Thursday May 10, 2012
by Jason Clark and John Buckingham's The Prudent Speculator
Internet services provider United Online (UNTD) sports a yield of more than 9% after the stock tumbled in price.
While we know that the firm has an uphill battle within its media and content business and that the company is still finding its footing in some of its newer endeavors, the sum of the parts seems to stand materially above the current share price.
The shares fell sharply after the stock was downgraded to a Sell by one of the few analysts covering the company in the wake of the Q1 earnings release.
Alas, the reason for the downgrade was essentially that the brokerage house doesn’t much care for management and that operating margins might eventually impair the ability to pay out the generous $0.10 per share quarterly dividend.
The Q1 earnings report showed that UNTD produced better-than-expected revenue during the period, exceeding consensus by $2 million at $242 million.
Revenue was propped up by continued strength in its FTD floral business, as well as a slower attrition rate in its Content & Media segment.
Additionally, adjusted operating income before depreciation and amortization (OIBDA) exceeded forecasts and came in above the high end of the company’s estimate.
United CEO Mark R. Goldston commented, “Highlights of the quarter included the FTD segment’s fifth consecutive quarter of year-over-year growth in revenue ... and the launch of our NetZero 4G Mobile Broadband service.”

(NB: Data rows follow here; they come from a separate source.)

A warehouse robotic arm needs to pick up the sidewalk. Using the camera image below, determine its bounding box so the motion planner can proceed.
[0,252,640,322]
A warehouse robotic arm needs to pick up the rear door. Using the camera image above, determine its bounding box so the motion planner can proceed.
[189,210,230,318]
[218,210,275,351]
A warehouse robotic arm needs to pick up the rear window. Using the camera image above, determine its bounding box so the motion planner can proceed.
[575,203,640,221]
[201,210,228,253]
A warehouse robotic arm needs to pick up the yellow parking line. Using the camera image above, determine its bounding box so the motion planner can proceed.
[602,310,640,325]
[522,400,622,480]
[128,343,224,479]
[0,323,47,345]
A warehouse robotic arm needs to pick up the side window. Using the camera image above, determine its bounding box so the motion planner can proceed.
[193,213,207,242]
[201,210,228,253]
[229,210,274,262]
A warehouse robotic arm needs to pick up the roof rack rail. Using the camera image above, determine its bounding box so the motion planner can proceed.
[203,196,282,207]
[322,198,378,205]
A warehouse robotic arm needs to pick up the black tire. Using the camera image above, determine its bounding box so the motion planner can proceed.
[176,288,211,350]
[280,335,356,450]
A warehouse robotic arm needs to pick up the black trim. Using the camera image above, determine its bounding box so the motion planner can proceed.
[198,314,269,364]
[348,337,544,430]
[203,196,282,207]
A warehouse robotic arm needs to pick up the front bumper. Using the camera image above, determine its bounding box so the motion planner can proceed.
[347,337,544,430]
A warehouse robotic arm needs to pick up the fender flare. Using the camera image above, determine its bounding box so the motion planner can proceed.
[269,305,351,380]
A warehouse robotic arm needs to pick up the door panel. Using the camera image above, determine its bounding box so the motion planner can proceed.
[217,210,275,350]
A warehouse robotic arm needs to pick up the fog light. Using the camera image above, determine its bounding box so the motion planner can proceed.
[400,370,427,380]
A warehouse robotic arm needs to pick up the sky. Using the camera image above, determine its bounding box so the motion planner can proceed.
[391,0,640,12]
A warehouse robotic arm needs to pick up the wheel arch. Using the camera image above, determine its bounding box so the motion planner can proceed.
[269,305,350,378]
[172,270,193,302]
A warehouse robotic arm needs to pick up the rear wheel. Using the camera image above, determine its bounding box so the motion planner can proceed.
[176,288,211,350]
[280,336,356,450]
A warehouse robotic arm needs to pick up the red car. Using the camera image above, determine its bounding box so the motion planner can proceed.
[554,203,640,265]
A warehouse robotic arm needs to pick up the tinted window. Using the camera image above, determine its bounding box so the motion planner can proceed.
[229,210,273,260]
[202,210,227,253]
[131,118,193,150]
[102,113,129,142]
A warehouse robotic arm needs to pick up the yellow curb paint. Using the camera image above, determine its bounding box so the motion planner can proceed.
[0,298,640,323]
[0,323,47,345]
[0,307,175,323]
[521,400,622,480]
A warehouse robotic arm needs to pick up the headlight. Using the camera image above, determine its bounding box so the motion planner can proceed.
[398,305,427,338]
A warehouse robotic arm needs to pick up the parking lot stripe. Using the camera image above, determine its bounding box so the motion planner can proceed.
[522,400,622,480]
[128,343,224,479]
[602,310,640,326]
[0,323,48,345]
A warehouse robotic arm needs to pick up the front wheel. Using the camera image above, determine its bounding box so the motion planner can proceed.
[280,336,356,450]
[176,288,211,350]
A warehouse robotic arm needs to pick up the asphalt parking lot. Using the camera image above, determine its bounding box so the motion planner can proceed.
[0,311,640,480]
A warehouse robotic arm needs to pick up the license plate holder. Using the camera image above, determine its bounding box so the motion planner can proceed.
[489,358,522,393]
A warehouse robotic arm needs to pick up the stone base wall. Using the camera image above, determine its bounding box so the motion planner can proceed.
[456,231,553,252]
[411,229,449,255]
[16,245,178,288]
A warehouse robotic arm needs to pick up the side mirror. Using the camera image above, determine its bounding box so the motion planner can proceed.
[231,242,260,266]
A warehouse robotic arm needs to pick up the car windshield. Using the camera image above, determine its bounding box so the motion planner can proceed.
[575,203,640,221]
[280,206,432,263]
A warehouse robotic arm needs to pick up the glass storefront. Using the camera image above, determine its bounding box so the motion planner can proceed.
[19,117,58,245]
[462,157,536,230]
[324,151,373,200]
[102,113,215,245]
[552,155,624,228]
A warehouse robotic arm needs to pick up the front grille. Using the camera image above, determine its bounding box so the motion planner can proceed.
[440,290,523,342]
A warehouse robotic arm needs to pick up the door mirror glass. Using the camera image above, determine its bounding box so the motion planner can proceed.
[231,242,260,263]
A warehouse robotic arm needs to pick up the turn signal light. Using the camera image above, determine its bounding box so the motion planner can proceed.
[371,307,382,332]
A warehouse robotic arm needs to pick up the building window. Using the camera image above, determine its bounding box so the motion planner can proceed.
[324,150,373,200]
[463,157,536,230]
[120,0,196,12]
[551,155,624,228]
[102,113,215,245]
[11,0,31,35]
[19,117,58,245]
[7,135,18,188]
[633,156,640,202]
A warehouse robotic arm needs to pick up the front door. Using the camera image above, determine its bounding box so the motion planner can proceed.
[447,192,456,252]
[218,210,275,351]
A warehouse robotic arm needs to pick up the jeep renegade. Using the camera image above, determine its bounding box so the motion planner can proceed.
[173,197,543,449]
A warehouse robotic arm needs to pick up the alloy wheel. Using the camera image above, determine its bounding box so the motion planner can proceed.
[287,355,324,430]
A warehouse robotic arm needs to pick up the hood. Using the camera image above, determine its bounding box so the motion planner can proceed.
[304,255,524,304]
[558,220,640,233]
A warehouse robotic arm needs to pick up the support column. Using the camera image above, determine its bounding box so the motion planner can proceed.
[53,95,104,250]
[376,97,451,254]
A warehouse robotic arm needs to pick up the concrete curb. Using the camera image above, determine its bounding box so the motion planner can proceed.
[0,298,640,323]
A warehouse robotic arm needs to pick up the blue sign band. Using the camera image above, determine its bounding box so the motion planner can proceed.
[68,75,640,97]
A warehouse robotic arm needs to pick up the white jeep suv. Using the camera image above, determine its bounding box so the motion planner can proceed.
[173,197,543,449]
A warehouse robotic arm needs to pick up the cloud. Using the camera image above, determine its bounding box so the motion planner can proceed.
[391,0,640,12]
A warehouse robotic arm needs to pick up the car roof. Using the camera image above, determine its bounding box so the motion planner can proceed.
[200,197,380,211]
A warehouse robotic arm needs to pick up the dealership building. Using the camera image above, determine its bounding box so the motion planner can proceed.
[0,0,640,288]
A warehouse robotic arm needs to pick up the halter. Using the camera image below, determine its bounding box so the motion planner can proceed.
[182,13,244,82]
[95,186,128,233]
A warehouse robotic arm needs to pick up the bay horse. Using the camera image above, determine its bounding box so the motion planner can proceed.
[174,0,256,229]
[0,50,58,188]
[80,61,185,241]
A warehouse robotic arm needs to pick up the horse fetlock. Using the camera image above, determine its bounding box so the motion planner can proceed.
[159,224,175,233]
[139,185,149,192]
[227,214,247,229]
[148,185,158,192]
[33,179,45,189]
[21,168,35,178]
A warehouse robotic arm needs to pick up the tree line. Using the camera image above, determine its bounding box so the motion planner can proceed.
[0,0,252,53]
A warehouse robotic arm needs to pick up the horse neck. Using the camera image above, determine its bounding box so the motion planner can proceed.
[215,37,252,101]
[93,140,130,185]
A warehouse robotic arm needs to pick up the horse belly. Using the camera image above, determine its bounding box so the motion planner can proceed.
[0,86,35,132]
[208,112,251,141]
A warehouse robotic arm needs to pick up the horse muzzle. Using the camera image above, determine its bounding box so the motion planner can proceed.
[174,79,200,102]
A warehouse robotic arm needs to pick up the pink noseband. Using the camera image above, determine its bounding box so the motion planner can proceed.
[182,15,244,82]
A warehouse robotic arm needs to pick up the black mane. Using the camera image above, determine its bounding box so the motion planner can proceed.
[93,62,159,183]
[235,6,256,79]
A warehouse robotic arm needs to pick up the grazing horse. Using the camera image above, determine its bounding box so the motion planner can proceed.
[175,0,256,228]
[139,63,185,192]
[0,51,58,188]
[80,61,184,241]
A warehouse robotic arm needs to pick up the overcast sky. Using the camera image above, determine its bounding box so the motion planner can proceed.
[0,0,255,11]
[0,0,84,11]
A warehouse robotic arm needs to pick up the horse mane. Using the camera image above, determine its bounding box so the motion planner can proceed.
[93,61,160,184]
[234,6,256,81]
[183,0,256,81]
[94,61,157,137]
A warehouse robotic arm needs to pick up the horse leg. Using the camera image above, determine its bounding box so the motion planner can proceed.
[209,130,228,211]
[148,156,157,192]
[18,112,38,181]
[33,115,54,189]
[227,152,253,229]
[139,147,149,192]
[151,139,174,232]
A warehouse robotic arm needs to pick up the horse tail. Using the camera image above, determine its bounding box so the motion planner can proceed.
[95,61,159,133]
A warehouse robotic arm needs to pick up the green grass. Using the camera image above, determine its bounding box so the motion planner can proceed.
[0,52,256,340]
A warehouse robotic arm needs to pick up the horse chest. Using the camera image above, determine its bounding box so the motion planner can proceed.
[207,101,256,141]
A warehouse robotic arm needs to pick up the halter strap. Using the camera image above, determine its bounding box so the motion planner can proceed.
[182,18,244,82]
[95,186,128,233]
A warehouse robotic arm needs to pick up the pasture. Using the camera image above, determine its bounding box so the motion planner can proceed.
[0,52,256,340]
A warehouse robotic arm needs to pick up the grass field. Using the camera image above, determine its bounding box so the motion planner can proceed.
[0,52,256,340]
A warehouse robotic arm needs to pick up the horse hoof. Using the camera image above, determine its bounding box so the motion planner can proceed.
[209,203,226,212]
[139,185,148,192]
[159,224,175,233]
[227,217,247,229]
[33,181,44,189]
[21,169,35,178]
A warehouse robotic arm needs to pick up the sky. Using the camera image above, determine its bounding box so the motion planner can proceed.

Investors seemed alarmed by the decrease in free cash flow, as this metric was impacted by management staying aggressive on acquiring customers and kicking off marketing efforts for the new mobile broadband service.
While we would expect these types of actions to continue to impact results for the next few quarters, it is worth noting that the expense of the $9.3 million in dividends that were paid were adequately covered by the $15.4 million of free cash flow.
Further, the balance sheet continues to be strengthened, as it now has $137.7 million in cash, more debt was paid off during the quarter and the firm recently refinanced its FTD’s credit facility, cutting interest expense by more than 30%.
Management’s commitment to its juicy dividend and the extremely inexpensive valuation metrics make UNTD shares an appealing technology value play, especially given the stock’s recent underperformance.
We are willing to patiently collect the dividend as management takes further strategic actions which should drive long-term share price appreciation.